Published: 03.02 - 2016 13:07Printer version    
The blacklisting operation was carried out by General Board of Pension and Health Benefits (GBOPHB) of the United Methodist Church in the United States; the administrative agency that supervises and manages the Church's retirement and investment funds.

Included are Canadian firms PotashCorp and Agrium, and Australia's Incitec Pivot Ltd; three companies that have a long-standing track-record on importing phosphate rock from Western Sahara. In addition, OCP SA, Morocco's state-owned phosphate company appears on the exclusion list. Swiss multinational Glencore Plc, involved in the highly controversial oil exploration in Western Sahara, has also been removed from the General Board's portfolios.

The five firms are delisted as part of a larger exclusion operation, comprising of 39 companies. The full list can be viewed here.

GBOPHB's human rights guidelines specifically list Western Sahara in the category "high-risk countries and areas that demonstrate a prolonged and systematic pattern of human rights abuses".

The exclusion list does not contain a specific reason for the exclusion of each of the 39 companies. However, the fact that three known purchasers of Western Sahara phosphate and the Moroccan company responsible for selling off the commodity are blacklisted at the same time, leads WSRW to conclude that this is based on these firms' involvement in Western Sahara. We presume that the same grounds apply at least in part to the exclusion of Glencore, known for its controversial operations elsewhere in the world.

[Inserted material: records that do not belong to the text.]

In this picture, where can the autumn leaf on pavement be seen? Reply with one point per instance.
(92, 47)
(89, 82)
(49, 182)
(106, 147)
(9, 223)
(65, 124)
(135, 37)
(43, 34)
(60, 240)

Morocco occupies the major part of its neighbouring country, Western Sahara. Entering into business deals with Moroccan companies or authorities in the occupied territories gives an impression of political legitimacy to the occupation. It also gives job opportunities to Moroccan settlers and income to the Moroccan government. Western Sahara Resource Watch demands foreign companies leave Western Sahara until a solution to the conflict is found.